Jamin’s results were not good. The numbers revealed he was in the lowest percentile in many areas. But the educational consultant offered encouragement.  

“Penelope gently stepped in and said, ‘We are not asking you to do this alone,’” Mila remembered.  

“‘They’re going to train you. They’re going to give you the same resources they would use if Jamin went to their offices. And we want you to see if you can help him get better.’”  

The Stoddards felt overwhelmed, but their family committed wholeheartedly to a plan to try it for one year, when Jamin would be reevaluated to measure his progress.  

The education consultants with our affinity urged us to trust Next Generation,” Owen said. “They were insistent that they had a good plan, would provide needed training, and would advise us to leave the field if that was best for Jamin.”  

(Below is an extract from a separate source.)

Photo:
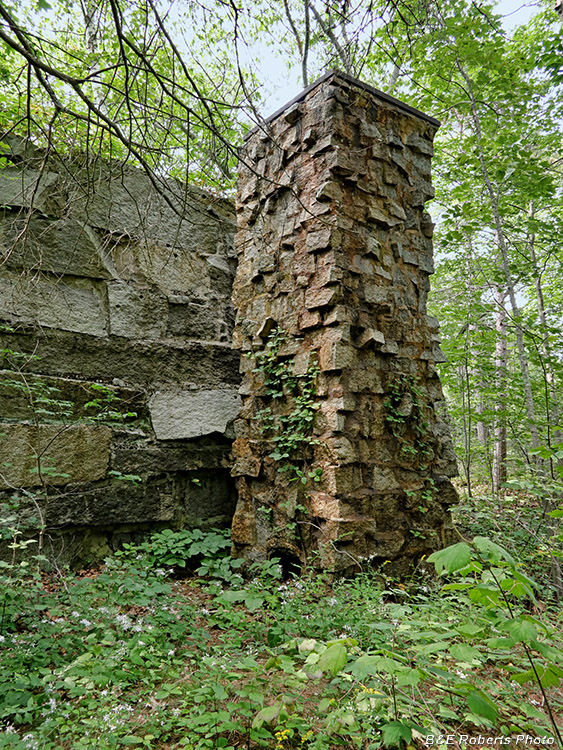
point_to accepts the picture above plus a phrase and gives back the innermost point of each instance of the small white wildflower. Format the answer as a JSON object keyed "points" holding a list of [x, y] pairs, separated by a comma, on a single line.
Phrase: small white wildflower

Trusting God, year by year  

The first year was the hardest, but Mila was determined not to look back and have regrets when Jamin was reevaluated. She recalled five-minute breaks in their daily schedule when she cried out to God.  

There were times when I would just curl up on the bed and cry and let it all out,” Mila said. “And every time I felt that way, the Lord would fill me up. He was just so faithful.”  

The next year, Mila and Jamin flew to another country to meet Lorie for his reevaluation. When the results returned, Lorie expressed amazement at Jamin’s improvement.  

For the next decade, year by year, as Jamin was reevaluated and made progress, the Stoddards continued to stay in South Asia as missionaries. Mila fought discouragement and spiritual attack as she gave up her time with nationals and teammates to teach Jamin and allow Owen time for ministry, but she knew God had equipped her for this season.  

“We have had to hold so loosely to our call and who we feel like we are as people,” Mila said. “Year by year, we’ve had to be okay knowing our identity is in Christ, as the people Christ made us to be, not in our job, not in being missionaries.”  

God’s good plan  

Years ago, the Stoddards were told Jamin would never go to college. But this spring he finished his freshman year of college in the U.S.—passing his classes and playing on the university’s tennis team.  

As he reflected on their last decade, Owen expressed confidence in God’s plan and provision for his family through IMB and its partners. 

“I know that the IMB cares for our family and wants our children to be blessed for having been among their ranks,” he said. 

Brian Trapnell, vice president of Human Resources for the IMB, stressed that holistic care for missionaries remains a top priority. As IMB looks for ways to increase the longevity of its missionaries, partners like Next Generation Therapy Services—who freely offer time, resources and skills to support missionaries—provide pathways for long-term presence and gospel advancement.  

The IMB tries to creatively and comprehensively support its missionaries on the field—those doing important, eternity-impacting work,” Trapnell said. “Partners like Next Generation Therapy help us do that.We’re thankful for the invaluable partnerships we have with all our partners to help us keep missionaries on the field to address the world’s greatest problem: lostness.”